Whether the industry responds to consumer wishes may depend on its taking this study to heart. For one of the major findings is a difference between what customers say they want and what the companies say is important to the customer.
For instance, given six criteria for choosing an investment firm, clients rated image and reputation as second most important to them. But the industry executives put that at the bottom of the list. And having a variety of products to choose from was high on the executives' priorities, while customers indicated it wasn't a primary consideration.
Understanding the retail client's needs and developing a product to meet them is one of the basic steps of marketing. But according to the study, the traditional approach of the securities industry has been to develop what is considered a good investment vehicle and then to sell the customer on it.
``The security industry just hasn't focused on understanding the retail customer,'' Mr. Sternfeld says.
That's beginning to change, says Stuart Sklar, senior vice-president for marketing at Prudential-Bache. He cites expanded client surveys conducted by his firm in the last year or two. And industry observers concur that the value of a customer voice in the initial stages of product development is just now becoming widely recognized.
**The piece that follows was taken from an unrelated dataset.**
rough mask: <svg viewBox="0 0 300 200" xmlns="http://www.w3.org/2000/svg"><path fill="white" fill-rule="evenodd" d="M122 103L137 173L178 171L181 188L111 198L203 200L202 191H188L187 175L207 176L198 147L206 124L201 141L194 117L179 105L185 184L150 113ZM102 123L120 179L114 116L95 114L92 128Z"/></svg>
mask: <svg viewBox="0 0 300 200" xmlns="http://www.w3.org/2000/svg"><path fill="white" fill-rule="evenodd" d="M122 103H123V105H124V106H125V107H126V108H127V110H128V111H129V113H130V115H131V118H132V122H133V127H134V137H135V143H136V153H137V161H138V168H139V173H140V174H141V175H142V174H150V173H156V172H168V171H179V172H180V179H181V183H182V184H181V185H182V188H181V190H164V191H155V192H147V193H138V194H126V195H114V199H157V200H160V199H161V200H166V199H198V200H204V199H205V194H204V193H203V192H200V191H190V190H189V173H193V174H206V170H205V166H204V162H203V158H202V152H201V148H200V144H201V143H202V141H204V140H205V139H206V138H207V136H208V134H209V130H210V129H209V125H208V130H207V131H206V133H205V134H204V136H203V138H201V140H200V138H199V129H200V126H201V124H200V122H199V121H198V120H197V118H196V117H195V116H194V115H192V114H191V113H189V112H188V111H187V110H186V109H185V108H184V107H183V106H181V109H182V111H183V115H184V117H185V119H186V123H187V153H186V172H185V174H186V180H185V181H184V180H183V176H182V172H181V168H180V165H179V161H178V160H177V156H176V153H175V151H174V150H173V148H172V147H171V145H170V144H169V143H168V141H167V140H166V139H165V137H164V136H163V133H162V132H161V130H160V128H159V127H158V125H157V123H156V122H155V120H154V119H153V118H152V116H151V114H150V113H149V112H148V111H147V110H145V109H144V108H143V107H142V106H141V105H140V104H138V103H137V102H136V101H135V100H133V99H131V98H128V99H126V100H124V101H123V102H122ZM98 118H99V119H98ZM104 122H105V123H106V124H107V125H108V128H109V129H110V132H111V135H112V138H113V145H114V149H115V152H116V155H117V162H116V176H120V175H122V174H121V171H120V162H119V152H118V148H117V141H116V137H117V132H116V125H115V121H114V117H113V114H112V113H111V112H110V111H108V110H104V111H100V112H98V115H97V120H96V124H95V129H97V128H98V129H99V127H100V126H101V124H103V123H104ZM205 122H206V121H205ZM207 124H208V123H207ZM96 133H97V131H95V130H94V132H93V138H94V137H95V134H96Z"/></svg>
There is also a growing awareness of what some consider a glut of new products -- more than any one broker can keep abreast of and more than most customers are interested in. ``The number of new products in the last couple of years is mind boggling,'' Mr. Sklar says. And he points out that new product development is expensive.
Jeffrey M. Schaefer, SIA director of research, predicts: ``You're going to see the industry making the hardest of managerial decisions: subtracting products.''
Perhaps. But Sklar of Pru-Bache notes that if a competitor comes out with a solid new product, there is pressure for other firms to match it.
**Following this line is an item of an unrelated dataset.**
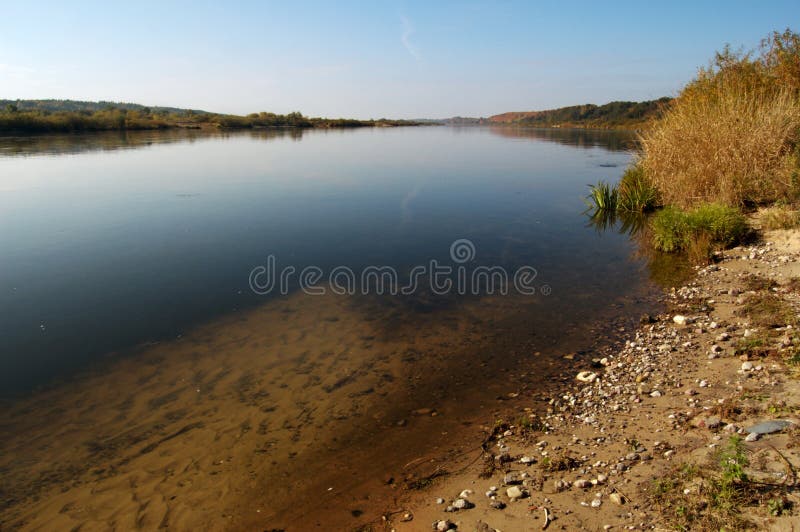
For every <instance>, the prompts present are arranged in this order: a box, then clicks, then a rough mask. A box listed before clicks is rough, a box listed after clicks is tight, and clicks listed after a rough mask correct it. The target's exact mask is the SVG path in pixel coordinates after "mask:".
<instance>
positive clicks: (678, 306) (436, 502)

The toughest competitor for banks and securities firms will be diversified financial service firms, such as American Express and Sears, Roebuck, according to the study. They bring with them deep pockets and the proven marketing expertise that is expected to be so important in attracting retail clients.
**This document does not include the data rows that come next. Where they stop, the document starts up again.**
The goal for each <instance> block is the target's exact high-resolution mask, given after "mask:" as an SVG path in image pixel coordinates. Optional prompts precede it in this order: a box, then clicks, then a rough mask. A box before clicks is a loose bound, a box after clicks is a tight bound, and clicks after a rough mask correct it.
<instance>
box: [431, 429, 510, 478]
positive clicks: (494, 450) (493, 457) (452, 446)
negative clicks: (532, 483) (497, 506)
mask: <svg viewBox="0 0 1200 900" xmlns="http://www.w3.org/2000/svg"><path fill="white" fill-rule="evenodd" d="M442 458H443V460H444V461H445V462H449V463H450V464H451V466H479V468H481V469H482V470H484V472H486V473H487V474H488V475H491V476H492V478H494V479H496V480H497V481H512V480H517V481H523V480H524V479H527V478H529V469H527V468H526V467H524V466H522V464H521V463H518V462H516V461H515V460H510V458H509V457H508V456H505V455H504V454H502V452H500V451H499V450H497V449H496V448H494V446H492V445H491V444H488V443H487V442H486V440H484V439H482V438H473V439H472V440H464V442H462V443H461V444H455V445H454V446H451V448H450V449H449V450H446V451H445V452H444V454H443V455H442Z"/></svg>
Most firms will aim their marketing at individual customers earning more than $80,000 annually and middle-market companies -- Fortune 1,000 firms.
For the industry itself, the sources of growing revenue will be fixed-income kinds of products, underwriting, and mutual fund sales and supervision. But with intense competition, securities companies will be beset by a squeeze on profit margins. Indeed, ``for the 1980- 1983 period, securites industry expenses have been rising at a faster annual rate than revenues,'' the study reports.
That trend may continue. Industry bosses predict that by 1988 the cost of technology (designed to increase productivity) will have risen by a compound annual growth rate of 34 percent. Promotional and communication costs will also rise, by 26 and 27 percent, respectively. But executives also list controlling costs as the most important thing affecting profits. Customer service, pricing, and marketing are secondary.